Rerunning the "Snowflake Document Publisher" sync job will republish the current version of all documents to Snowflake. This is primarily useful for situations where a backend SQL script made changes to Execute's data that wouldn't be detected by the automated publishing.

Azure SQL

To enable the publishing of Execute data to AzureSQL, create a new Plugin ("Tools > Configuration > Plugins (view items) > Create New Plugin"), click "Copy from Sample" and select the "sqlwarehouse.config" plugin ("plugins_available/integrations/product_integrations/warehouse/sqlwarehouse.config"). Typically, no changes are required to this file.

Create a new database connection string called "SQLWarehouse" for your AzureSQL database ("Tools > Configuration > Connection Strings (configure) > Add New Connection String").

Provider Type=SqlServerProvider; Data Source=SERVER_NAME; Initial Catalog=DATABASE_NAME; User ID=USER_ID; Password=@@@SQLWAREHOUSE_PASSWORD; Integrated Security=False; Min Pool Size=10; MultipleActiveResultSets=True;Encrypt=true

Parameter Description
SERVER_NAME The hostname of the AzureSQL database instance (typically something like "myserver.database.windows.net")
USER_ID The AzureSQL Username Execute will connect with (must have full permissions to the configured database).
DATABASE_NAME The name of the schema Execute will write to (must exist, and be empty).

When configuring Execute to publish data to AzureSQL, it is required that you enable SQL Server authentication by including Encrypt=true in the configured connection string. Failing to do this means that your Execute data would be transiting the public Internet (between Quorum and Azure) in an unencrypted state.

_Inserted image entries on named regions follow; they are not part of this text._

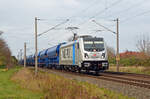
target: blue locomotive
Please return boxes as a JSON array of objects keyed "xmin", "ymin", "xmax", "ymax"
[{"xmin": 24, "ymin": 36, "xmax": 109, "ymax": 73}]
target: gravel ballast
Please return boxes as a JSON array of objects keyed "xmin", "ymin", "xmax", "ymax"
[{"xmin": 48, "ymin": 70, "xmax": 150, "ymax": 99}]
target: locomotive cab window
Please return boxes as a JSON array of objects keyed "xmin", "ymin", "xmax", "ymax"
[{"xmin": 84, "ymin": 38, "xmax": 105, "ymax": 52}]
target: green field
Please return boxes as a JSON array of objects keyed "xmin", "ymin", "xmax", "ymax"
[
  {"xmin": 0, "ymin": 68, "xmax": 42, "ymax": 99},
  {"xmin": 108, "ymin": 66, "xmax": 150, "ymax": 75},
  {"xmin": 0, "ymin": 67, "xmax": 133, "ymax": 99}
]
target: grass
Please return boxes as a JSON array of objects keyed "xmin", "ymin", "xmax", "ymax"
[
  {"xmin": 0, "ymin": 68, "xmax": 42, "ymax": 99},
  {"xmin": 109, "ymin": 66, "xmax": 150, "ymax": 75},
  {"xmin": 12, "ymin": 68, "xmax": 133, "ymax": 99}
]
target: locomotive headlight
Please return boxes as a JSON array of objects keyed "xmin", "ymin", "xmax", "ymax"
[
  {"xmin": 84, "ymin": 53, "xmax": 89, "ymax": 58},
  {"xmin": 102, "ymin": 53, "xmax": 105, "ymax": 58}
]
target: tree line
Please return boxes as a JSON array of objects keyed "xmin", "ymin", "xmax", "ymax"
[{"xmin": 107, "ymin": 35, "xmax": 150, "ymax": 66}]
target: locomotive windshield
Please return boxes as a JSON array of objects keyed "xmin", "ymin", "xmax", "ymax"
[{"xmin": 83, "ymin": 38, "xmax": 104, "ymax": 52}]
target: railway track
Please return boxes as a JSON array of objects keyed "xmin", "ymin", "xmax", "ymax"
[{"xmin": 37, "ymin": 69, "xmax": 150, "ymax": 89}]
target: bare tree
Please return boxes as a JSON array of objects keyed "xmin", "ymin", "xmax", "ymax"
[{"xmin": 136, "ymin": 35, "xmax": 150, "ymax": 56}]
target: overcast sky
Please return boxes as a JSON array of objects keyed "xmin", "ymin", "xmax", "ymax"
[{"xmin": 0, "ymin": 0, "xmax": 150, "ymax": 56}]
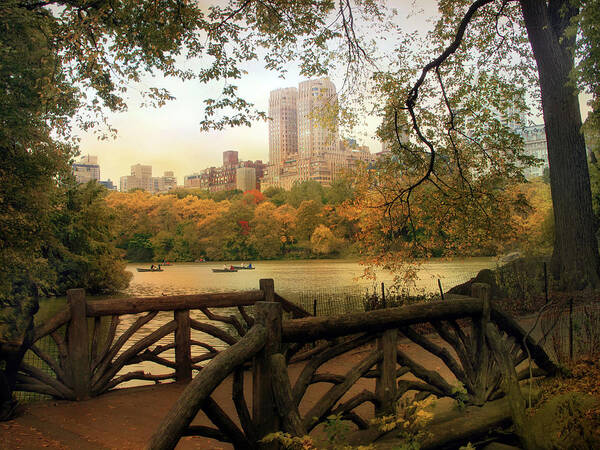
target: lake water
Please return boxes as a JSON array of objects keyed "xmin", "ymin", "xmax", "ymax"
[
  {"xmin": 127, "ymin": 258, "xmax": 497, "ymax": 300},
  {"xmin": 30, "ymin": 258, "xmax": 497, "ymax": 387}
]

Additionally, you need to add a new credential "SQLWAREHOUSE_PASSWORD" to "Tools > Configuration > External Credentials (configure) > Add New Credential" with the password for your configured AzureSQL user.

Finally, restart Execute to activate the plugin ("Tools > Restart Execute Service")

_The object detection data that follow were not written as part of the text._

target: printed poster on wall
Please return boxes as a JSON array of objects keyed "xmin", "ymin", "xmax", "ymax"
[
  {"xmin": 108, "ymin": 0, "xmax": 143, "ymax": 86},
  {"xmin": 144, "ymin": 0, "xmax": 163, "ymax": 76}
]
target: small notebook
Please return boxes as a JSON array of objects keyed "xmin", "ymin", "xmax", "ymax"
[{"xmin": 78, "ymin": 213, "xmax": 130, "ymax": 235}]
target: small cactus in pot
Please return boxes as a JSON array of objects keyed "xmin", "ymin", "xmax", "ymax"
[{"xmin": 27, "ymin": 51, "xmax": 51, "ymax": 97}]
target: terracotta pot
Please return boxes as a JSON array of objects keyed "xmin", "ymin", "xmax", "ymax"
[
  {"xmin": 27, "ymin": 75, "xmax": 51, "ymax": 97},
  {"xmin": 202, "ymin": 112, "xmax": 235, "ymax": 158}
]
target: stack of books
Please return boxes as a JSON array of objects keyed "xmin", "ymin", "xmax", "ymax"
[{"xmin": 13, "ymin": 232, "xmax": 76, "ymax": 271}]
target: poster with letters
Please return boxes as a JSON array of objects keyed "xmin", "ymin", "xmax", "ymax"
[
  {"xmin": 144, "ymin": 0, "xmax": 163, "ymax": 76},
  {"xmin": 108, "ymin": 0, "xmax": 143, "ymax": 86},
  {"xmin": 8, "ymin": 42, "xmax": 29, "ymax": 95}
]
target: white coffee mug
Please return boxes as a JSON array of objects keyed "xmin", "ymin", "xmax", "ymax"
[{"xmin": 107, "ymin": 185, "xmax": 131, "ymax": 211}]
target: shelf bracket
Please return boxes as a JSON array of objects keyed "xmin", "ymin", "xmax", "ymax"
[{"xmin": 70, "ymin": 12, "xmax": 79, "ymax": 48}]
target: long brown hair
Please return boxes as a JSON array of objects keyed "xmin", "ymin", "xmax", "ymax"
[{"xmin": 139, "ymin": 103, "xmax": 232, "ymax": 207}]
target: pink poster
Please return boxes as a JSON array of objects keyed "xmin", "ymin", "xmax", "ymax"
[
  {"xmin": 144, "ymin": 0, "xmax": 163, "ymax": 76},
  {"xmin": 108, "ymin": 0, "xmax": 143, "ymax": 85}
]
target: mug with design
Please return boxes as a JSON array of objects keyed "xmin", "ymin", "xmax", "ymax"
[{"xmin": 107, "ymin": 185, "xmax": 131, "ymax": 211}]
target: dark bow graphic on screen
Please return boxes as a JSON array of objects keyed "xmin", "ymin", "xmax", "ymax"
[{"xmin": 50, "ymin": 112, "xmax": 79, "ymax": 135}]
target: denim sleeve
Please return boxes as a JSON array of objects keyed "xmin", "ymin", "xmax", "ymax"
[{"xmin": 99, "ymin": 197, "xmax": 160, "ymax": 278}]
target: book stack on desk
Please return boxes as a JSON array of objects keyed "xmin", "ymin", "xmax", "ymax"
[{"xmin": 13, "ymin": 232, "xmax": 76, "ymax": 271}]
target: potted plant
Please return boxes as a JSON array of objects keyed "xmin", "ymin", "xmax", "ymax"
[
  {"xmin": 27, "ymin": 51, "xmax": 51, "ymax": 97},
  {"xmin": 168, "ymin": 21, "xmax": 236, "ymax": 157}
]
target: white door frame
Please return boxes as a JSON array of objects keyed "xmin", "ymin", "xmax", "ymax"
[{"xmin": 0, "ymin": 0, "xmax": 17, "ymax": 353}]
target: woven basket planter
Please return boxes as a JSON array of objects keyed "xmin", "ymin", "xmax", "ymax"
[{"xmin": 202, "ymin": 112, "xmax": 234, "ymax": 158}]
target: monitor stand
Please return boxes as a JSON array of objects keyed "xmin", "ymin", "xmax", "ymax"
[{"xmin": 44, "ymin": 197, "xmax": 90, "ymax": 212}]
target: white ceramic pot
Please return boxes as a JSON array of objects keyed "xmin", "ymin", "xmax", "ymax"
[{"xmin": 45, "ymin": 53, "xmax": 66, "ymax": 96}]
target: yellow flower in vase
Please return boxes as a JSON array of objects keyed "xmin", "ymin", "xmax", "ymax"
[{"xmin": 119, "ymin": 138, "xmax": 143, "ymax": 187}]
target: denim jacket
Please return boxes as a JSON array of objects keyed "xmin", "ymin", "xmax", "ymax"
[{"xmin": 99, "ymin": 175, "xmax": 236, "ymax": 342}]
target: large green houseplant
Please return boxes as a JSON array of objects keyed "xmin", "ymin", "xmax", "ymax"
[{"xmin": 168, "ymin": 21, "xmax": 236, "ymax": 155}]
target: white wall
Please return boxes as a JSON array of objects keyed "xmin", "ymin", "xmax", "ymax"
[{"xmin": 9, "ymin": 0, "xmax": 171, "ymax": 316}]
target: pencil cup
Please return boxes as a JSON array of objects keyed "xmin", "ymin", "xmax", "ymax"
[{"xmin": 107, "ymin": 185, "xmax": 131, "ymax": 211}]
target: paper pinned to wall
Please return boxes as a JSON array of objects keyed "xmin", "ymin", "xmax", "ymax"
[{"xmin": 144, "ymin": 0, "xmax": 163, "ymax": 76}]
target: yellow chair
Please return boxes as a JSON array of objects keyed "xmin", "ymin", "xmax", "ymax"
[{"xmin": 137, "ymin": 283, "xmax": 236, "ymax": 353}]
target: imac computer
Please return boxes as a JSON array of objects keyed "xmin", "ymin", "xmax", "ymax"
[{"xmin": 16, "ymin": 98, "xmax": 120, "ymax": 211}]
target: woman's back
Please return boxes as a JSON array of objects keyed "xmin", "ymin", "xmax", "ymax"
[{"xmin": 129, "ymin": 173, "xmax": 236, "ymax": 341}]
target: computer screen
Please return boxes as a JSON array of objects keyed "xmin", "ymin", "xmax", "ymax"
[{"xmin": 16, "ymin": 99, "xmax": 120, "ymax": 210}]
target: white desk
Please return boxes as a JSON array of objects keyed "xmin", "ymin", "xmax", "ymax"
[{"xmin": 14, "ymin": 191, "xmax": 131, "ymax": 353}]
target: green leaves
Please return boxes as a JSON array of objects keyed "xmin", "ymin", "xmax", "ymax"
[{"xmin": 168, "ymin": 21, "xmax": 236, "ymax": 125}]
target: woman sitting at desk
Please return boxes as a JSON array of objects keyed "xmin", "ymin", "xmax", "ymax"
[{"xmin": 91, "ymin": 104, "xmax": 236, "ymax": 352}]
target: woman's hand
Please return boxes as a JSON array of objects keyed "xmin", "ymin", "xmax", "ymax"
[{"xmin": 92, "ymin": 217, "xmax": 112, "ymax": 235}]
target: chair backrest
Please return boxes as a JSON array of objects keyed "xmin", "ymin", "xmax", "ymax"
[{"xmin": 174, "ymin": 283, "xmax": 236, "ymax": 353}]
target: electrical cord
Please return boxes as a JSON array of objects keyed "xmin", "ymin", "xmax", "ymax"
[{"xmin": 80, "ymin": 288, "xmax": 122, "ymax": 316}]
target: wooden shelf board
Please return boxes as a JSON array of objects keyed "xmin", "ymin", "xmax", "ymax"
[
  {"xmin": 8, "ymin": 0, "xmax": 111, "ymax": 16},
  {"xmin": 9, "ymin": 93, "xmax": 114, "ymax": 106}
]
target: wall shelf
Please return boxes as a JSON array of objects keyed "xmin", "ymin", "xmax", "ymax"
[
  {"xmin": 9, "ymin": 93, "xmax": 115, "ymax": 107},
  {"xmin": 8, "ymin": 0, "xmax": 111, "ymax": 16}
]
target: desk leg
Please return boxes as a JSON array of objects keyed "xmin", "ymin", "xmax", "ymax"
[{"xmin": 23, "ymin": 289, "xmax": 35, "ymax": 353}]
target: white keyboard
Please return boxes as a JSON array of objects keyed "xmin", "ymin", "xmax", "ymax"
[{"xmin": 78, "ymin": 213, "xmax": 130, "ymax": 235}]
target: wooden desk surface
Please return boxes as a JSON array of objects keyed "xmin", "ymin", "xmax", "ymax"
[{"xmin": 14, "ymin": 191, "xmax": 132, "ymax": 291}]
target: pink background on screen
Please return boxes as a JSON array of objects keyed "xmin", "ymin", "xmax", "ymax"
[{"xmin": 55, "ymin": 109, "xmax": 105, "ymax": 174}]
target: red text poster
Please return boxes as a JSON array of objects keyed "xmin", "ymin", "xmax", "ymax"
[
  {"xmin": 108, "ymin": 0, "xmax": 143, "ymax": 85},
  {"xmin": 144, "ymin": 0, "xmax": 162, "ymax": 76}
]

Next, fine-tune the AzureSQL specific configuration settings in "Tools > Configuration > Settings (configure)".

Setting Default Value Description
SQL Warehouse Batch Size 1000 Number of Execute documents to include in a batch sent from AzureSQL. Rarely will this need to be adjusted.
SQL Warehouse Create Views NORMAL

Options are:

  • "NORMAL" - automatically creates helpful reporting views. These views are live views on top of EXECUTE_DOCUMENTS and are somewhat slow to query, but impose no overhead when publishing new data. This is the best option when the AzureSQL database is being used to feed into another database/warehouse for reporting.

  • "MATERIALIZED" - create helpful reporting tables which are populated using database triggers attached to EXECUTE_DOCUMENTS. These tables are slower to populate but much faster to query. This is the best option if you are routinely running reports against AzureSQL.

  • "NONE" - don't create reporting views. Useful when reporting will be performed directly against EXECUTE_DOCUMENTS table.
SQL Warehouse Queue Wait 600 How often (in seconds) the buffer of updated documents will be sent to AzureSQL.

Finally:

  1. Instruct Execute to create (or update) the required tables and, if configured, reporting views by running "Tools > Synchronization > SQL Warehouse Schema Publisher (run)".

  2. Instruct Execute to export the current version of ALL documents in Execute to AzureSQL by running "Tools > Synchronization > SQL Warehouse Document Publisher (run)".

At this point, your AzureSQL environment will contain a copy of all document-level data captured in Execute and Execute will automatically keep that data up-to-date (at the interval - Queue Wait - configured) as changes are made within Execute.

Rerunning the SQL Warehouse Schema Publisher sync job will update the reporting views to reflect recent schema changes in Execute (i.e. as a result of adding a new custom field or performing a software update).

Rerunning the SQL Warehouse Document Publisher sync job will republish the current version of all documents to AzureSQL. This is primarily useful for situations where a backend SQL script made changes to Execute's data that wouldn't be detected by the automated publishing.